Spotkanie lepiej zaczęli goście. W pierwszych minutach szczególnie aktywni byli Brożek i Sadlok. Wśród gospodarzy natomiast wyróżniał się przede wszystkim Frączczak. Po kwadransie gry obje drużyny zaczęły szybko operować piłką i tworzyć składne akcje. Jednak po 20 minutach gry tempo nieco opadło. W 25 minucie głupi faul popełnił Matynia na Janowskim a do piłki podszedł Stilić. Bośniak nie zastanawiając sie długo uderzył na bliższy słupek bramkarza i zdobył kolejną bramke w sezonie a Wisła objęła prowadzenie.
Pogoń szybko przystąpiła do odrobienia strat lecz bezskutecznie. W 32 minucie żółty kartonik ujrzał Golla za faul na Gargule. Co nie udało się Pogoni, powiodło się Wiśle. W 36 minucie po świetnym dograniu Stilicia na 2:0 podwyższył Brożek. Pogoń najgroźniejsze sytuacje stwarzała sobie po rzutach z autu lecz bezskutecznie. Mimo iż pierwsza połowa była wyrównana to zakończyła sie prowadzeniem Wisły.

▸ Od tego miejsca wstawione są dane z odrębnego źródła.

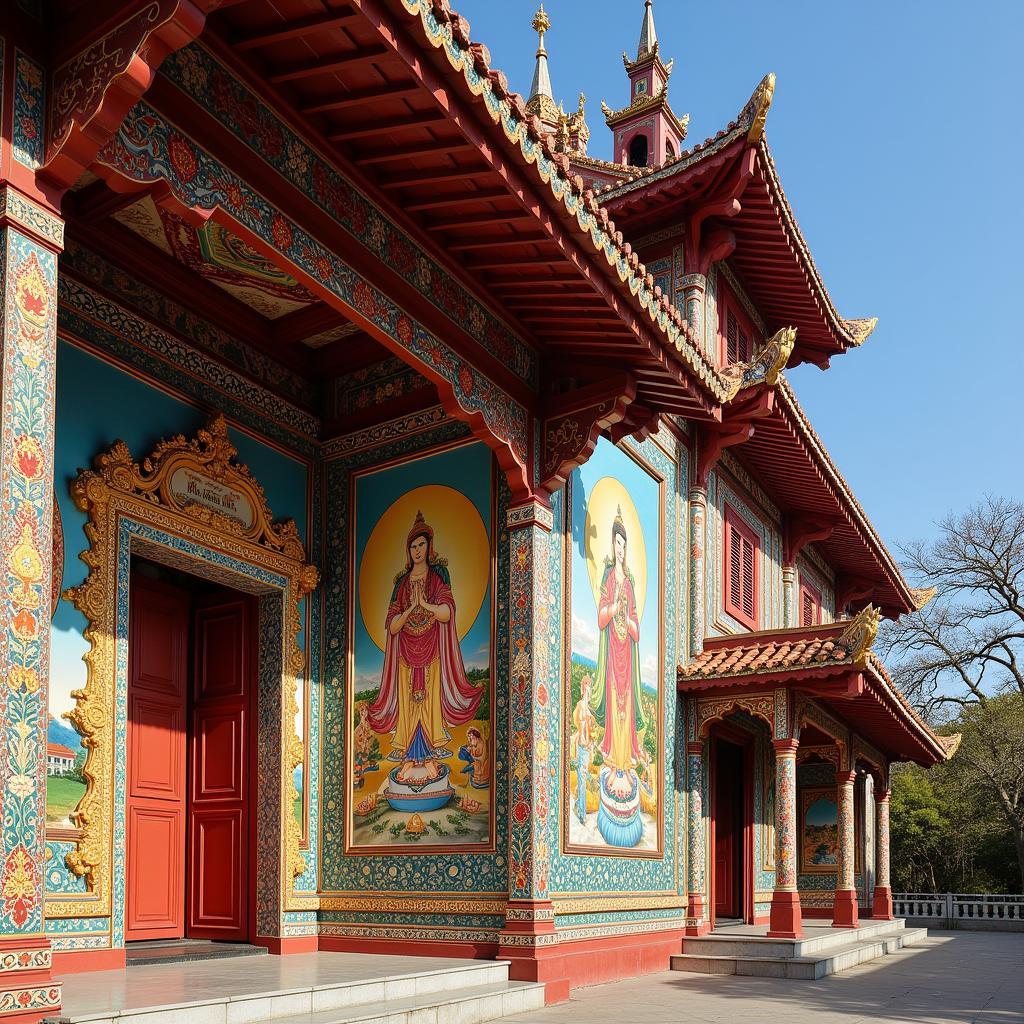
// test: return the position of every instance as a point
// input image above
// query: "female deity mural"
(421, 762)
(424, 688)
(614, 697)
(613, 682)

Pierwsze minuty drugiej połowy to znowu dominacja Białej Gwiazdy a szczególnie dwójki Brożek-Stilić. Od 50 minuty na przemian odbywały sie kontry jednej i drugiej drużyny, jednak niezakończone bramką. W 56 minucie żółtą kartke dostał Jakub Bąk. Od 60 minuty Wisła oddała inicjatywę gospodarzom, jednak do czasu.
W 74 minucie po głupiej stracie Portowców po raz kolejny zaatakował zabójczy duet Wisły, Stilić dośrodkował do Brożka a ten z siódmego metra strzelił na 3:0. Pogoń starała sie strzelić honorową bramkę, lecz ich zapędy hamowali zawodnicy Wisły przeprowadzając kontry. Jednak do końca meczu wynik nie uległ już zmianie i Wisła pewnie pokonała Pogoń.